The "folk canon" was a definition decided on by collectors and academics desperately researching songs they believed (with some justification) were rapidly disappearing and totally without reference to their history within the communities they were found or the significance to the people who sang them.
It is an artificial definition based on thin evidence.
These songs lay side by side with the 'traditional' songs and ballads in the repertoire of those who sang them and many were indistinguishable in form - the love songs certainly weren't.
It is an outsider's analysis which has nothing to do with the communities that gave life to the songs and without having excamined them, you have no grounds for making any claims on them, yet you8 dismissed them as the scribblings of retired people.
The fact is that, though you might have traced some versions of folk songs to broadside sources, you have yet to prove that any of them originated on the broadside presses, yet, on that basis, you are prepared to disenfranchise "the Folk" from their role as song creator and that they weren't products of the communities in which they were found - even the broadside printers and contemporary witnesses, such as Isaac Walton, referred to them as "country songs".

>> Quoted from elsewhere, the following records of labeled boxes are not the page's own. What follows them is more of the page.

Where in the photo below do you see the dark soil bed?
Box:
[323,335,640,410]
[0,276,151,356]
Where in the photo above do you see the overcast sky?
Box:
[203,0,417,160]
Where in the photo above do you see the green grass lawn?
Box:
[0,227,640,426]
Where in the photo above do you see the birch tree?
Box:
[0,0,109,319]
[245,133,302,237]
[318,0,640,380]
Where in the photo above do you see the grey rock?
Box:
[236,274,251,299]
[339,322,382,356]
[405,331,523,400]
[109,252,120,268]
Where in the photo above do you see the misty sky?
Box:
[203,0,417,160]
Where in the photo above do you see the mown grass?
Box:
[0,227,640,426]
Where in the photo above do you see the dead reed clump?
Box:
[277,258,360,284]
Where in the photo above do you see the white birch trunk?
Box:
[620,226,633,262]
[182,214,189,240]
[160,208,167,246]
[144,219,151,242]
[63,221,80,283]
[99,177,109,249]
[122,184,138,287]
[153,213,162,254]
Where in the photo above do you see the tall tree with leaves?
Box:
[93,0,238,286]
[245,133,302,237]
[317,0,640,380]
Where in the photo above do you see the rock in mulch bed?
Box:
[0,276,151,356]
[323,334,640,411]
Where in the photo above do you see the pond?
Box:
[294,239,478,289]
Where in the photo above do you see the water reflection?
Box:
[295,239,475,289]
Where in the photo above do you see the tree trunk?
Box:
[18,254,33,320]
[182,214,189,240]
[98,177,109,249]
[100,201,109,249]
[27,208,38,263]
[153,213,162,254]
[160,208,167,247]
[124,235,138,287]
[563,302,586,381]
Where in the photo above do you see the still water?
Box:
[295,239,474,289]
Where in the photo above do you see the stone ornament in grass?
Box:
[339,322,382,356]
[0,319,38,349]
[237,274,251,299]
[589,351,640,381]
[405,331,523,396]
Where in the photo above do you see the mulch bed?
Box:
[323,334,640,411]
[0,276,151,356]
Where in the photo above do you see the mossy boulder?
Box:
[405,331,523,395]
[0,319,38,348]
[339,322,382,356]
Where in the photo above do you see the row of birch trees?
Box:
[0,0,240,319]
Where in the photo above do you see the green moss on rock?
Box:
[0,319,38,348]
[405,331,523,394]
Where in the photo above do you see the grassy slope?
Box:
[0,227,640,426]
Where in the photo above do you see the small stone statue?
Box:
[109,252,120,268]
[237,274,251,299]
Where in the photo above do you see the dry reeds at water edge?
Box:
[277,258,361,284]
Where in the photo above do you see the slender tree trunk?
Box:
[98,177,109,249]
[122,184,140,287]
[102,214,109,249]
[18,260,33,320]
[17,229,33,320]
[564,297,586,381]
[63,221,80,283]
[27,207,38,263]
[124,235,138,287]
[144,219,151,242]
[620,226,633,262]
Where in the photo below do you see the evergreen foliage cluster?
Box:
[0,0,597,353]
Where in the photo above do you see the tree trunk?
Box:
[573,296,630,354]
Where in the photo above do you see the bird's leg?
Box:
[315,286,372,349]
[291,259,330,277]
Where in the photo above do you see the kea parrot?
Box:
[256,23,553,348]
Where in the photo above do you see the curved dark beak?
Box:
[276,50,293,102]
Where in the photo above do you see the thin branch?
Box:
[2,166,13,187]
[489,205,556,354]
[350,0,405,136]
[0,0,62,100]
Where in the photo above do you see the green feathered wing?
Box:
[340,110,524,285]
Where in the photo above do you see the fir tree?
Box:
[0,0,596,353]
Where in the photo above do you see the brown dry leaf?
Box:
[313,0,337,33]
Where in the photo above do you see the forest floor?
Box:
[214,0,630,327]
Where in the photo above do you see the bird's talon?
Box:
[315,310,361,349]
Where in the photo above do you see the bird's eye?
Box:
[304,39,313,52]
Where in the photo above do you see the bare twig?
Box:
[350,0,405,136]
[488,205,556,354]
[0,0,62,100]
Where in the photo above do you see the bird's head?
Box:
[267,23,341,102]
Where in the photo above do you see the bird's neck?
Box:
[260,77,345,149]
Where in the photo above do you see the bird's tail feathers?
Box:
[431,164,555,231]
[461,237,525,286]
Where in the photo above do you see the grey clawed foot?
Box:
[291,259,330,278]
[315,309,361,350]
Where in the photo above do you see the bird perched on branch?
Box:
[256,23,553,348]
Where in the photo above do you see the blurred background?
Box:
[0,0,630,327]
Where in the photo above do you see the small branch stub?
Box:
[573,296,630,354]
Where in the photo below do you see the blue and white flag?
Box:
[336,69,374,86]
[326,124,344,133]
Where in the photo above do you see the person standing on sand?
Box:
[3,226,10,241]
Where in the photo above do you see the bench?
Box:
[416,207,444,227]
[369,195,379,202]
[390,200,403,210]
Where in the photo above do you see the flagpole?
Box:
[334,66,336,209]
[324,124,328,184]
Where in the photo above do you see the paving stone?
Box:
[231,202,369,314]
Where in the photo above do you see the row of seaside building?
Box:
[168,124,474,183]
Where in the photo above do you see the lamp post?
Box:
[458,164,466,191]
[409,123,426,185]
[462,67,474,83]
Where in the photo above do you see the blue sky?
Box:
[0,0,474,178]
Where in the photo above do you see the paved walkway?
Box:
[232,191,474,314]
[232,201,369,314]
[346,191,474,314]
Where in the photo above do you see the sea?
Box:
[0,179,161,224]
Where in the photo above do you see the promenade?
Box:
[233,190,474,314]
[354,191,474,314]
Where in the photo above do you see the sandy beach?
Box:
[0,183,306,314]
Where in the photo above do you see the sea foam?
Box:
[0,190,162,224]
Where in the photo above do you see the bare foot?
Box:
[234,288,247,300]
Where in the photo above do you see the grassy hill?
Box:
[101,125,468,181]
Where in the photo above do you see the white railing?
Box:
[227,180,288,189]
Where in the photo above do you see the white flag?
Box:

"It is related to the slang word for journalists."
Yet another excuse among others you have afford to substantiate your theory.
It is a dictionary based word referring to bad poetry and journalism and every definition I have access to (unless you have another I've missed) refers to the mediocrity of the product - which is my point.
It is highly unlikely that the same hacks that filled volume after volume with clumsy, unsingable songs, such as Roxborough, Euing, Ashton and Hindley, also produced our folk repertoire, with it's vitality, subtlety and basis in experience.
Anybody suggesting such a hypothesis is honour-bound to produce more argument than retired old people" and re-definitions of the term "hack".